ToulÉco

Publié le jeudi 6 décembre 2018 à 22h49min par Philippe Font

Ce week-end, les gilets jaunes ne seront pas seuls à manifester dans les rues de Toulouse

Difficile de mesure l’ampleur de la mobilisation sociale qui aura lieu ce week-end. Aux gilets jaunes vont se mêler d’autres contestations professionnelles, écologiques ou syndicales. Alors que le week-end devait être synonyme de courses de Noël, les pouvoirs publics s’inquiètent.
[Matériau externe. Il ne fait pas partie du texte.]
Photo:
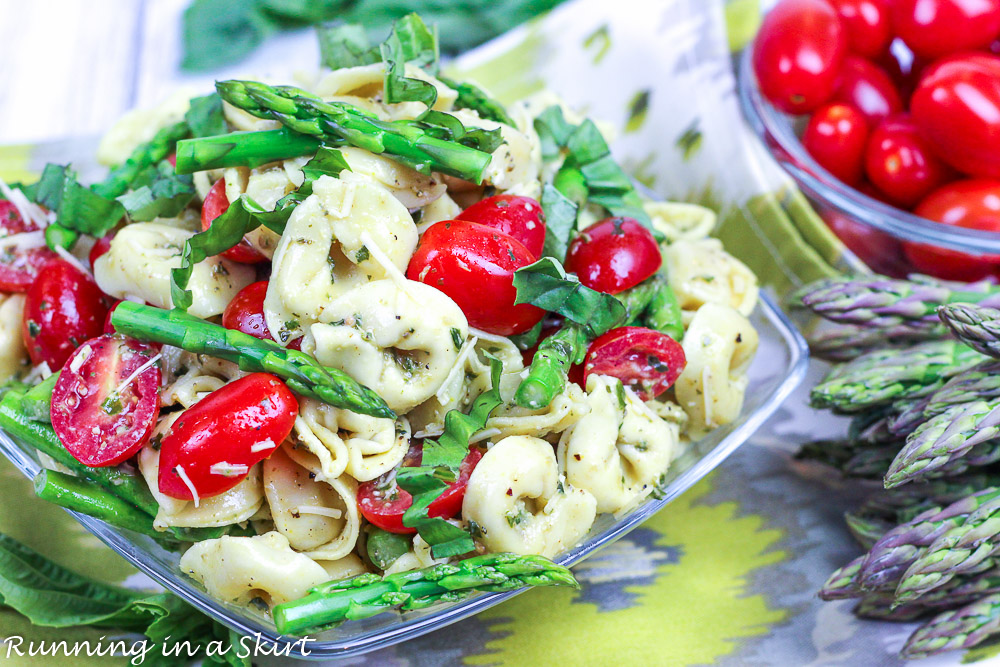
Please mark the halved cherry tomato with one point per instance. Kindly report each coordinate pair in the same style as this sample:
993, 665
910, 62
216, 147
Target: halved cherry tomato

La journée du samedi 8 décembre va être encore compliquée pour les Toulousains. Alors que la semaine a été marquée par de violentes manifestations de lycéens dans la Ville rose, ces derniers ont été rejoints jeudi par les étudiants, les gilets jaunes et les motards toulousains prennent le relais. Samedi, ils vont mener différentes actions à partir de 7h du matin au départ du centre-commercial Carrefour à Portet-sur-Garonne : opérations escargots et péages gratuits devraient être au programme, même si les modalités n’ont pas été arrêtées définitivement. Car malgré les annonces du gouvernement sur le retrait de la surtaxe sur les carburants, la grogne couve toujours.

Mais ce week-end, la manifestation des gilets jaunes n’est pas la seule. Samedi après-midi est également prévue le rassemblement pour la défense de la planète, auquel certains gilets jaunes veulent se joindre. D’ailleurs le Préfet Etienne Guyot a expliqué, jeudi 6 décembre après-midi, être en contact avec les organisateurs pour évoquer un report de la manifestation. Le syndicat Sud Cheminots a appellé à défiler au côté des gilets jaunes, tandis que le personnel hospitalier a décidé de se joindre à la contestation. Ils réclament davantage de moyens pour le CHU de Toulouse.

Du côté de la CGT, pas d’appel officiel à descendre dans la rue, « mais il y a beaucoup de syndiqués qui sont gilets jaunes, les revendications sont identiques », explique-t-on à l’union départementale de Haute-Garonne. « Il faut profiter du climat actuel pour obtenir des hausses de salaire et davantage de pouvour d’achat ».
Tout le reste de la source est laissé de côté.